This paper develops a class of robust weak Galerkin methods for the stationary incompressible convective Brinkman-Forchheimer equations. The methods adopt piecewise polynomials of degrees $m\ (m\geq1)$ and $m-1$ respectively for the approximations of velocity and pressure variables inside the elements and piecewise polynomials of degrees $k \ ( k=m-1,m)$ and $m$ respectively for their numerical traces on the interfaces of elements, and are shown to yield globally divergence-free velocity approximation.
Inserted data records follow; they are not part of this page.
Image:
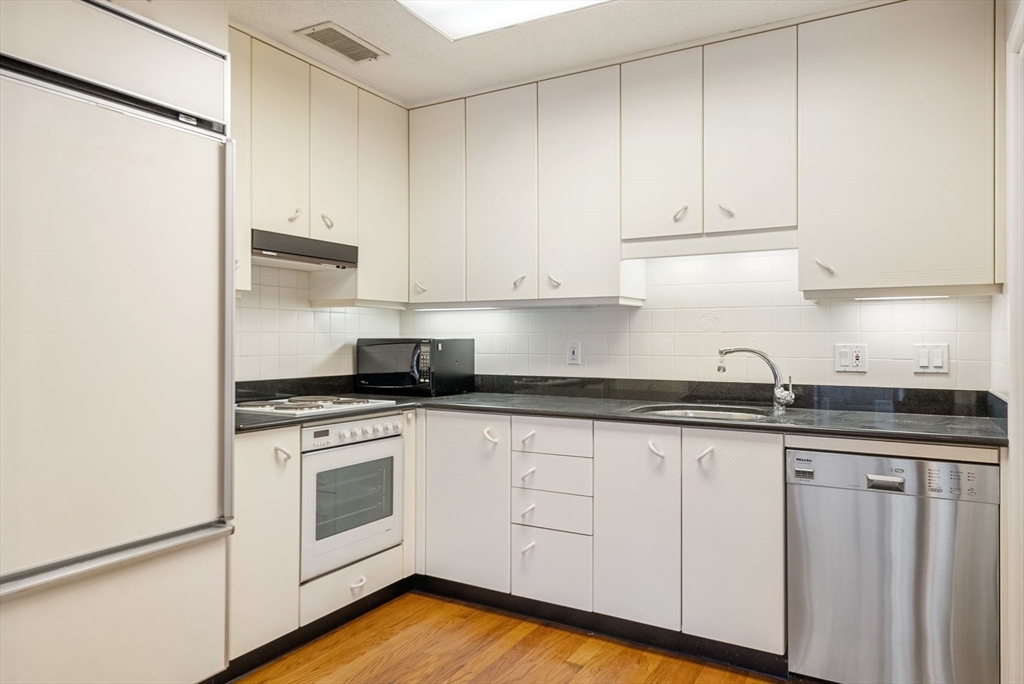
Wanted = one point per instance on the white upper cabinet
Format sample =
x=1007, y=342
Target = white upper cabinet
x=663, y=185
x=383, y=271
x=578, y=130
x=280, y=141
x=437, y=203
x=896, y=148
x=333, y=159
x=241, y=130
x=733, y=538
x=750, y=91
x=501, y=195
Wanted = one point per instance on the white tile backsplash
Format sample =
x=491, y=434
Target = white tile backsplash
x=696, y=305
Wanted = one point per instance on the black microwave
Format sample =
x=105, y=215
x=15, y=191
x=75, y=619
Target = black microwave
x=428, y=368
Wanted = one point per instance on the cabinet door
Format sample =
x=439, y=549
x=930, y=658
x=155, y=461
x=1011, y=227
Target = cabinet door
x=383, y=271
x=896, y=147
x=281, y=141
x=501, y=195
x=663, y=145
x=578, y=131
x=467, y=531
x=263, y=552
x=751, y=132
x=241, y=50
x=734, y=538
x=333, y=159
x=637, y=522
x=437, y=203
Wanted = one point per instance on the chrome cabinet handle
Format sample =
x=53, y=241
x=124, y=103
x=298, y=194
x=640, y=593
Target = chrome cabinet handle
x=828, y=269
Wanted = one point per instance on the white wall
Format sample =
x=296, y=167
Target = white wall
x=278, y=335
x=698, y=304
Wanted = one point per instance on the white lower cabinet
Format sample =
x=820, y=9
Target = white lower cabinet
x=157, y=621
x=336, y=590
x=263, y=551
x=553, y=566
x=637, y=522
x=733, y=538
x=467, y=492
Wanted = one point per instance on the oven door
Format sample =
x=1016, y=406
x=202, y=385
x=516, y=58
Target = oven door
x=351, y=504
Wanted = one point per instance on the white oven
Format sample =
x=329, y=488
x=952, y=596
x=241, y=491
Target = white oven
x=351, y=492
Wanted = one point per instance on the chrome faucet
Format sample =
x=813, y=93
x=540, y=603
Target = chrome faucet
x=782, y=396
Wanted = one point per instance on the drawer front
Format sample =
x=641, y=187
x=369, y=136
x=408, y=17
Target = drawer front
x=327, y=594
x=554, y=511
x=553, y=435
x=566, y=474
x=553, y=566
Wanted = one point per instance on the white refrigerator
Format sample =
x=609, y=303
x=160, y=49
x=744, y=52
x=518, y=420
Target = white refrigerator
x=116, y=383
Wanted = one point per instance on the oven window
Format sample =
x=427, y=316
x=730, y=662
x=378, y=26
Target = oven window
x=354, y=496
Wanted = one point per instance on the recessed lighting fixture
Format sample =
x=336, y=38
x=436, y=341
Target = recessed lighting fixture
x=460, y=18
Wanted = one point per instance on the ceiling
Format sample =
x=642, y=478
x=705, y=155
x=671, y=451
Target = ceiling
x=423, y=66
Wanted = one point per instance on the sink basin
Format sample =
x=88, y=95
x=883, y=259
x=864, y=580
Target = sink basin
x=706, y=412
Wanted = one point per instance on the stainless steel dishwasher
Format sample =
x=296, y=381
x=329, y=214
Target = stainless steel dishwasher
x=893, y=569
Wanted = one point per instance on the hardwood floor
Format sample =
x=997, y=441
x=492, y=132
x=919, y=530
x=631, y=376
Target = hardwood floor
x=421, y=638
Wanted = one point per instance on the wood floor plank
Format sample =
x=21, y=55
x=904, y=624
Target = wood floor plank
x=424, y=639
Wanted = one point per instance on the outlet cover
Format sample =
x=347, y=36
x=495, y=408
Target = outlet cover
x=851, y=358
x=572, y=352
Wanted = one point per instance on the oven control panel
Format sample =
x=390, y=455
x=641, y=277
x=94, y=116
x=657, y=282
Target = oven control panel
x=351, y=432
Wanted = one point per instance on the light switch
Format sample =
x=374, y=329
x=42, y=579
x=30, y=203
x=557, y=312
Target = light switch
x=932, y=357
x=851, y=358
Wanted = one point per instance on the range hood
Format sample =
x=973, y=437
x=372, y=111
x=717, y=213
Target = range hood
x=317, y=253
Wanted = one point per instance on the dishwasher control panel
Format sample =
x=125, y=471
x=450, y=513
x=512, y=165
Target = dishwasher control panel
x=938, y=479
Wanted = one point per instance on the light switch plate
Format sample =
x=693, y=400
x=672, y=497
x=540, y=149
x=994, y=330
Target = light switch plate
x=931, y=358
x=851, y=358
x=572, y=352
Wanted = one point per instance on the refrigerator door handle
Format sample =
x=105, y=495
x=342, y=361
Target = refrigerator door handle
x=83, y=566
x=227, y=458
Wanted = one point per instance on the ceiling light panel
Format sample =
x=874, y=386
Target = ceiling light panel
x=460, y=18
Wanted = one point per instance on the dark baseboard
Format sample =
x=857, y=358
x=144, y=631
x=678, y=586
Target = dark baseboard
x=644, y=635
x=684, y=644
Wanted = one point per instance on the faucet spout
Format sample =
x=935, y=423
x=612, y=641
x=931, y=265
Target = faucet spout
x=781, y=396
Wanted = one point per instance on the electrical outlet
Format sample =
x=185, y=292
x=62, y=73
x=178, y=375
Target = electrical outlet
x=851, y=358
x=572, y=352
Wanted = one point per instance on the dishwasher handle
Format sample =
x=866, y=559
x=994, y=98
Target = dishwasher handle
x=886, y=482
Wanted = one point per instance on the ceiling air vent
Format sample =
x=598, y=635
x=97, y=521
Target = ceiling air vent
x=333, y=36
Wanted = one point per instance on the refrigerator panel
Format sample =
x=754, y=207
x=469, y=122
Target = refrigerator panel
x=112, y=327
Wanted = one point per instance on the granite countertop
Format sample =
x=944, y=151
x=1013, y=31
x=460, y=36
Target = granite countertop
x=895, y=426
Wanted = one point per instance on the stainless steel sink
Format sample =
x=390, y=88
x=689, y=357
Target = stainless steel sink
x=704, y=411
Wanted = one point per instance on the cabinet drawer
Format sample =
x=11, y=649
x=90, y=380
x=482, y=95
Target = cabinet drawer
x=553, y=435
x=554, y=511
x=327, y=594
x=552, y=566
x=566, y=474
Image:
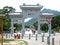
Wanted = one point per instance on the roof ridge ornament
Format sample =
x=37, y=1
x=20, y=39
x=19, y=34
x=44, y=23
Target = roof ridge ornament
x=37, y=4
x=23, y=4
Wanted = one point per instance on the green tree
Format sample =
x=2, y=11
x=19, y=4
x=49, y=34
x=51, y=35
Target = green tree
x=56, y=22
x=6, y=10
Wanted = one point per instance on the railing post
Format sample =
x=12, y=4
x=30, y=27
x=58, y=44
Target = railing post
x=43, y=38
x=52, y=41
x=36, y=36
x=29, y=36
x=22, y=36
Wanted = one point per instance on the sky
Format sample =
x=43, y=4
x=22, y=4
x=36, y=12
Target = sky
x=49, y=4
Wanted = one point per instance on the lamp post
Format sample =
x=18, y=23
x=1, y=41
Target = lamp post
x=49, y=19
x=2, y=18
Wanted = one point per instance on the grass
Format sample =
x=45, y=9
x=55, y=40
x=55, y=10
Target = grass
x=7, y=40
x=25, y=42
x=21, y=42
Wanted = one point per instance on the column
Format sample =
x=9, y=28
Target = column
x=39, y=31
x=49, y=31
x=23, y=26
x=49, y=28
x=12, y=26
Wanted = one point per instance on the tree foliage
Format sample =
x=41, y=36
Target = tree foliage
x=6, y=10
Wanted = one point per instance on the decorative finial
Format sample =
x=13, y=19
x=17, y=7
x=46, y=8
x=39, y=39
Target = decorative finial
x=23, y=4
x=37, y=4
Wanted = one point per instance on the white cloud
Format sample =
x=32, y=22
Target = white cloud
x=51, y=4
x=27, y=19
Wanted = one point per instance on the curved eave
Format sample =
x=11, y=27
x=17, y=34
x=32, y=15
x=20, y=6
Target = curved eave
x=2, y=14
x=31, y=7
x=47, y=14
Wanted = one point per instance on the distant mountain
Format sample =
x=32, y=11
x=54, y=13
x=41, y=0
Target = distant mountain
x=30, y=22
x=50, y=11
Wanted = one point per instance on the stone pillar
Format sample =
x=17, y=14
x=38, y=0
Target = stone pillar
x=49, y=31
x=39, y=31
x=49, y=28
x=23, y=26
x=12, y=26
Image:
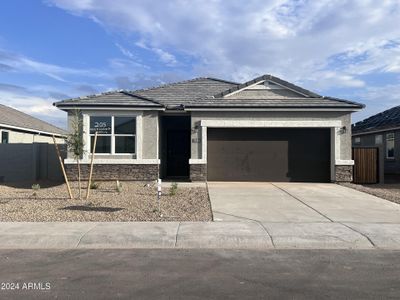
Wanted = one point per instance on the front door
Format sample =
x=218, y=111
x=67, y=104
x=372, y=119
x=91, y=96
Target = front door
x=175, y=145
x=178, y=153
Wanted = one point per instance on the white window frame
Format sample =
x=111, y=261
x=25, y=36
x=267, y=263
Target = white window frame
x=1, y=136
x=113, y=135
x=390, y=138
x=378, y=139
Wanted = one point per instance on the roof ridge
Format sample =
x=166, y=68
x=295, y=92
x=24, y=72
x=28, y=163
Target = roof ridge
x=180, y=82
x=286, y=84
x=377, y=114
x=164, y=85
x=221, y=80
x=89, y=96
x=344, y=100
x=140, y=97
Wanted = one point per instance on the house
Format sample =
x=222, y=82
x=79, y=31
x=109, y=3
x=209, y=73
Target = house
x=381, y=131
x=17, y=127
x=265, y=129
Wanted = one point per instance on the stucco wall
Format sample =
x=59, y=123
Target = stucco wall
x=150, y=135
x=391, y=166
x=344, y=117
x=146, y=135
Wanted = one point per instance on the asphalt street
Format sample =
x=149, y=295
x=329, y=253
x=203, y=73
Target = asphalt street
x=199, y=274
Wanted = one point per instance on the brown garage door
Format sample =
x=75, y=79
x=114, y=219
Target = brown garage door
x=273, y=154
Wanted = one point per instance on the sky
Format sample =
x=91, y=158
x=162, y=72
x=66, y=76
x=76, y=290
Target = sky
x=58, y=49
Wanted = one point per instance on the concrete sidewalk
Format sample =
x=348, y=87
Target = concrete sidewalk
x=227, y=235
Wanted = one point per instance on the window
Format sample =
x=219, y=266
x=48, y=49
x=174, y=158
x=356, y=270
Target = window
x=378, y=139
x=390, y=145
x=4, y=137
x=104, y=133
x=115, y=135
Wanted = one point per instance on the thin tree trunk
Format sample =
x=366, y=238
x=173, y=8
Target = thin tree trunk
x=79, y=179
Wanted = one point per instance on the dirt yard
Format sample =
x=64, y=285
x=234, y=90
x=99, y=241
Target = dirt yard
x=389, y=192
x=137, y=201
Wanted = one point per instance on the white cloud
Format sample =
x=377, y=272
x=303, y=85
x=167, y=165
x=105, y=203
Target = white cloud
x=33, y=105
x=294, y=39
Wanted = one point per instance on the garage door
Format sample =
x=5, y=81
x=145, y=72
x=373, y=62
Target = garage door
x=273, y=154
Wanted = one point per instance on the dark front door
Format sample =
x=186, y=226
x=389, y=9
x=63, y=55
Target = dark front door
x=175, y=145
x=178, y=153
x=268, y=154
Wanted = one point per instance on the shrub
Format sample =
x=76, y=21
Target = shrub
x=173, y=189
x=94, y=185
x=118, y=186
x=35, y=188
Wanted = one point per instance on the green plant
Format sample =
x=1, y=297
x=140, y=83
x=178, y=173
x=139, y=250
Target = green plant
x=94, y=185
x=173, y=189
x=118, y=186
x=35, y=188
x=75, y=144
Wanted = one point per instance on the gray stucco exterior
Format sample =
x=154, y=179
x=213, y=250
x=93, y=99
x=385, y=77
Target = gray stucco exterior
x=391, y=166
x=264, y=102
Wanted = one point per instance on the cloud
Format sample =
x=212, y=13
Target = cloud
x=294, y=39
x=36, y=101
x=140, y=81
x=14, y=62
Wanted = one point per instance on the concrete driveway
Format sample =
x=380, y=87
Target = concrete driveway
x=309, y=215
x=298, y=202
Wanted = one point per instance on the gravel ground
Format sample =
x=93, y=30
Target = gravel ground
x=136, y=202
x=389, y=192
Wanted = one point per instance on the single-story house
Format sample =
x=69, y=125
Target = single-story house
x=265, y=129
x=381, y=131
x=17, y=127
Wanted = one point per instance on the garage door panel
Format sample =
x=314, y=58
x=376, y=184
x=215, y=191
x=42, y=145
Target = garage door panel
x=255, y=154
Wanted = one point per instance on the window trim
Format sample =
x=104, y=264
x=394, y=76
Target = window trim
x=392, y=139
x=8, y=136
x=381, y=139
x=135, y=115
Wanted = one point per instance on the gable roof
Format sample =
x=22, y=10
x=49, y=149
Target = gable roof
x=182, y=92
x=206, y=92
x=114, y=98
x=382, y=121
x=12, y=118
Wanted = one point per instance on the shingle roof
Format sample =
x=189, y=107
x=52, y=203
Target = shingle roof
x=273, y=103
x=185, y=91
x=384, y=120
x=273, y=79
x=120, y=98
x=15, y=118
x=211, y=92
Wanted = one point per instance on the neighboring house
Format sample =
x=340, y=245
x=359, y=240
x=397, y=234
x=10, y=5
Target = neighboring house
x=17, y=127
x=381, y=131
x=265, y=129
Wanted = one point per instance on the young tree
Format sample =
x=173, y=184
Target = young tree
x=75, y=143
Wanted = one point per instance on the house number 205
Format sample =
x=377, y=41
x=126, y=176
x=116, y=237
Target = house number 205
x=100, y=124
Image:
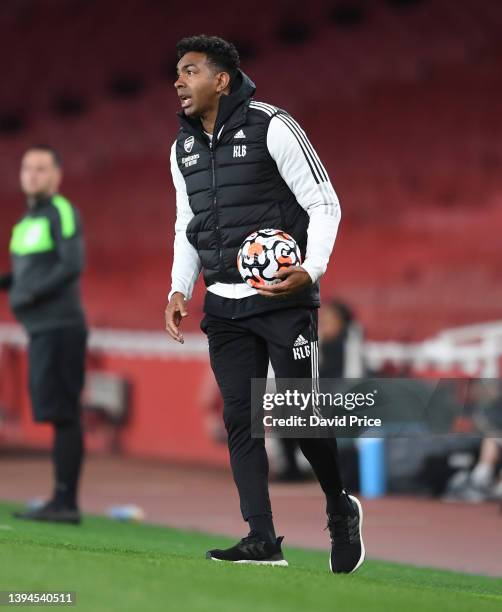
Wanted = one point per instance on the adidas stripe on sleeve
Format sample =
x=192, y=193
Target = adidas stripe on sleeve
x=304, y=173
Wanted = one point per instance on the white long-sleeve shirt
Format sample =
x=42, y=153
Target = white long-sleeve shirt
x=300, y=167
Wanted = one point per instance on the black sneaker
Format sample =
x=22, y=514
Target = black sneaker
x=251, y=550
x=347, y=547
x=51, y=512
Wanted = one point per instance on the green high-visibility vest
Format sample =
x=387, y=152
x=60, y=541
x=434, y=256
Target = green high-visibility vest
x=33, y=234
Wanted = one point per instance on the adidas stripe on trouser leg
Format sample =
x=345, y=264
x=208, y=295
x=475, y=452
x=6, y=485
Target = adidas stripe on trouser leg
x=239, y=350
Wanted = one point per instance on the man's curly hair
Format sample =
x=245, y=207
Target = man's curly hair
x=220, y=53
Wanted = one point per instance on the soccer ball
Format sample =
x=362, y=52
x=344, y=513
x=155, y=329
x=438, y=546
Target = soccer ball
x=265, y=252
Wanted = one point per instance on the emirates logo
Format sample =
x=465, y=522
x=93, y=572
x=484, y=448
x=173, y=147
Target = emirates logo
x=189, y=144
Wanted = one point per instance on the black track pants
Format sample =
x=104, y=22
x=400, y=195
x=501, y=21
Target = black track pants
x=240, y=350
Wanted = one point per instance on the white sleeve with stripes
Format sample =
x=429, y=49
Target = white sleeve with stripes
x=301, y=168
x=186, y=261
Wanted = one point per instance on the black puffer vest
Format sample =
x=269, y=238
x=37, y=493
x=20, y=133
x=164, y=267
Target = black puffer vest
x=234, y=188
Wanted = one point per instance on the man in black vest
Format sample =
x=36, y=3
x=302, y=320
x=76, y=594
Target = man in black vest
x=239, y=165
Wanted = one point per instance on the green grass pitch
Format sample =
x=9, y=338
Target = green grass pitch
x=127, y=566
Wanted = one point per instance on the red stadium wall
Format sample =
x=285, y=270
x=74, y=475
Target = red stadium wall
x=166, y=420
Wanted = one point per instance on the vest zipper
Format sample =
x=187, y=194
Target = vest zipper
x=215, y=208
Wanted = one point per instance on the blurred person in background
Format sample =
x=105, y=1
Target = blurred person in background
x=47, y=255
x=340, y=342
x=482, y=483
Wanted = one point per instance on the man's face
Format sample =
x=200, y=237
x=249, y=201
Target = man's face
x=198, y=84
x=39, y=175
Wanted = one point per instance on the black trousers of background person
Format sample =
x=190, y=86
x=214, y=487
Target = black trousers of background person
x=239, y=350
x=56, y=379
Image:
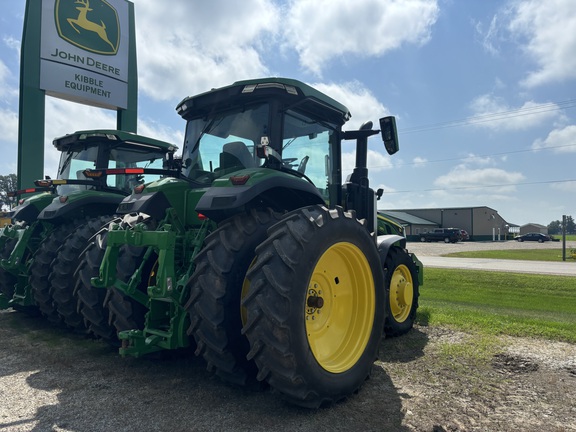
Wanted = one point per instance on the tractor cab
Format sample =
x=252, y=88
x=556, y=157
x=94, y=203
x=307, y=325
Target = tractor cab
x=108, y=149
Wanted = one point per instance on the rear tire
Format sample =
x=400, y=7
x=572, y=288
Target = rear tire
x=216, y=292
x=41, y=267
x=315, y=306
x=64, y=265
x=402, y=286
x=91, y=299
x=7, y=280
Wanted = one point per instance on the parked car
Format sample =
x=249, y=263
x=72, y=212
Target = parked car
x=447, y=235
x=539, y=237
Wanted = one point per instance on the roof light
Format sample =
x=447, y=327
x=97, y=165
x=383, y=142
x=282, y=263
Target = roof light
x=239, y=180
x=125, y=171
x=92, y=174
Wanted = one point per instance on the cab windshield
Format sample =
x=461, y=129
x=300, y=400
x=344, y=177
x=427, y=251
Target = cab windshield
x=75, y=161
x=224, y=143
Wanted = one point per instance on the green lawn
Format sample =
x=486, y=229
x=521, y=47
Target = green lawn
x=500, y=303
x=516, y=254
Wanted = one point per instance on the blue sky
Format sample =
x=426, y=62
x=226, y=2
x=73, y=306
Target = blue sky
x=483, y=91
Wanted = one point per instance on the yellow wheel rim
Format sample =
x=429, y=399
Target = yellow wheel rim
x=339, y=308
x=401, y=293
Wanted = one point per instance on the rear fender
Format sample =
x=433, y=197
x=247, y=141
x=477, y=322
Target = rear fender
x=279, y=192
x=88, y=204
Existence and uniqueness results for the discrete schemes, as well as optimal a priori error estimates, are established. A convergent linearized iterative algorithm is also presented. Numerical experiments are provided to verify the performance of the proposed methods

翻译：本文针对稳态不可压缩对流Brinkman-Forchheimer方程，发展了一类鲁棒弱Galerkin方法。该方法在单元内部采用次数分别为$m\ (m\geq1)$和$m-1$的分片多项式逼近速度和压力变量，在单元界面上分别采用次数为$k \ (k=m-1,m)$和$m$的分片多项式逼近速度和压力的数值迹，并证明可得到全局无散度的速度逼近。建立了离散格式的存在唯一性结果以及最优先验误差估计，同时给出了收敛的线性化迭代算法。最后通过数值实验验证了所提方法的性能。